Sunday, October 25, 2009

Regex Article in php|a

The August edition of PHP Architect magazine contained my introductory article on regexes. It has a PHP slant but mainly it is about regexes. Well, most of it is introductory but it contains a bonus section at the end using advanced regexes in SQL to repair a database in situ.

The print magazine arrived by air mail a couple of weeks ago and I finally got to read it. I was pleased (and relieved) that it read well. If you have read it I'd love to get some constructive criticism - especially if you are uncomfortable with regexes.

It was also my first print article to use colour, and I think that worked well too.

One correction in the complicated "Repairing With Regexes" section at the end of the article. The text says "So \1 has to be written \\\\1 (that is four backslashes)." That seemed a strange thing to write, so I took a look at the unit test source code (included with the PDF download version of php|a magazine) I had written. Four backslashes is correct when in PHP, but when in SQL it should be "\\1" not "\1".
(I just checked my emails from when we were proof-reading, and one of the edits had removed all those backslashes; I caught that at the time but ironically I got it wrong when putting them back in.)

The other minor correction I only realized after Arne Blanket's column in the same magazine issue! I had written: " IP address after that at sign, such as darren@, which, while unusual, is technically valid". In fact "darren@[]" is the technically valid form. Which is doubly annoying because my article's regex would reject those square brackets and I hadn't explicitly pointed that out. (No harm done, though, as this email form is highly discouraged.)

Arne's column also points out that top-level domains are no longer just two or three characters. So my '\.[a-zA-Z]{2,3}$' suggestion should really have been '\.[a-zA-Z]{2,}$'. Luckily, that suggestion was just in a list of other ideas, not part of the article's main regex.

(By the way I enjoyed, and will blog about real soon, some other articles in this particular issue; if you are not a subscriber, and your work involves data and PHP, then this is the back issue you should get!)

Wednesday, October 14, 2009

Control firefox from PHP?

Internet Explorer can be controlled from a COM object interface, and therefore from PHP (i.e. any scripting language that has COM support).

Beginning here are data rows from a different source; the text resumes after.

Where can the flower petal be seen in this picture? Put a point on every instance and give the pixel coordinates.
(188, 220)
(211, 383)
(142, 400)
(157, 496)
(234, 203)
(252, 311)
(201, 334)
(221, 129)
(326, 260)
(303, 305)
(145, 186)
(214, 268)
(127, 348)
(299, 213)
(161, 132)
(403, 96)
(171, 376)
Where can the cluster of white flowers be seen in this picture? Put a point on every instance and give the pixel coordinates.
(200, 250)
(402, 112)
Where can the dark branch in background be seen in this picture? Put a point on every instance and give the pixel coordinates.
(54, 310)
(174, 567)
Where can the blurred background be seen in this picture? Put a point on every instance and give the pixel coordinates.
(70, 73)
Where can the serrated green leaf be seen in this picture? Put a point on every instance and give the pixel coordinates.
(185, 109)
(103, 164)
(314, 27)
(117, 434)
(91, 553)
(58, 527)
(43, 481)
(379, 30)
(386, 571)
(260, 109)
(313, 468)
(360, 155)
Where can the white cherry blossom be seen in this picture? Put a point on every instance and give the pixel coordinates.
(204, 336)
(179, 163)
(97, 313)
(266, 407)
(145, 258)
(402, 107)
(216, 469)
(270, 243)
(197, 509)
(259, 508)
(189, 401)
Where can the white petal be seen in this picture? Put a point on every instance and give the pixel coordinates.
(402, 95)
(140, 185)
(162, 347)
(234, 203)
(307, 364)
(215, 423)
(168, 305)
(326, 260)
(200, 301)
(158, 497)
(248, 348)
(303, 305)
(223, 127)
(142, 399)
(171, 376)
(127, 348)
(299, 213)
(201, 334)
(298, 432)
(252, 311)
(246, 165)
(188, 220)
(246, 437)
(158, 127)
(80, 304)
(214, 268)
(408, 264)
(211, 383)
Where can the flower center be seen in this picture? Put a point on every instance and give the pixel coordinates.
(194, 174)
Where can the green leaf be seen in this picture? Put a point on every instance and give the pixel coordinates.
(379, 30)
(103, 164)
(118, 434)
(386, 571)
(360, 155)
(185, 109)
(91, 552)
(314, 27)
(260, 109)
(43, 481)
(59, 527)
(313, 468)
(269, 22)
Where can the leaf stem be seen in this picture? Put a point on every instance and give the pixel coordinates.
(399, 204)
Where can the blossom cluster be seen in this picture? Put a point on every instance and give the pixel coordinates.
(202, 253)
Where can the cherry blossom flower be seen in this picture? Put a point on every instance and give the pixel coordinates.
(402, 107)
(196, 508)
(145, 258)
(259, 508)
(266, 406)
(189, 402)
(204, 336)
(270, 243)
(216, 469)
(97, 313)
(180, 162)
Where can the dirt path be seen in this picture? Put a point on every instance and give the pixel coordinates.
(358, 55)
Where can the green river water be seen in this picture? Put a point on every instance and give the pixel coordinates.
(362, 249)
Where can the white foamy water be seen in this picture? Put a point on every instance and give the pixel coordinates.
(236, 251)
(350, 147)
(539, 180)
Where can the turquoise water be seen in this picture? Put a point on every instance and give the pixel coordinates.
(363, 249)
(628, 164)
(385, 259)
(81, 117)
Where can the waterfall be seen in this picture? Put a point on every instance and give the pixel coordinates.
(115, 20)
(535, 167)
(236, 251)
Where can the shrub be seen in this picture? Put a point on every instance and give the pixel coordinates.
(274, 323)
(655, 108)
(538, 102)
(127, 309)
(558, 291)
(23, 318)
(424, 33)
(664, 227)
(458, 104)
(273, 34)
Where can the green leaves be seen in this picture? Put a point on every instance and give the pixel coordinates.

But is there a way to get script control of firefox? Ideally I'm looking for a platform-independent solution, and something I can use from PHP. Google is not helping (PHP's dominance as a server-side technology overwhelms the client-side related hits).

Here is my dream PHP script:

$firefox=new FirefoxInstance();
foreach($links as $id=>$info){
if(!$found)echo "MLSN link is missing...\n";



Et cetera. I.e. I'm talking about operating firefox the same way a user does; I know I can grab the raw HTML, parse it, etc. all from PHP, but that doesn't test a web site the same way clicking links in a browser does. Especially web pages with javascript, iframes, AJAX, etc.

(I'd heard of XPCOM but, if I've understood it correctly, it is a library to build firefox and its extensions, not something to control firefox? It also has no PHP bindings.)

BTW, going back to controlling IE from the COM interface, I don't suppose anyone has seen a detailed tutorial on how to use it to fill out and submit forms? I only ever see simple examples of how to set the URL, but I believe full control should be possible.
Dec 16th 2009 UPDATE: This came to the top of my to-do list so I read the MSDN docs on the Internet Explorer COM object, and now it is my understanding that I cannot manipulate and submit forms via the COM object. None of the example usage even hinted at doing this.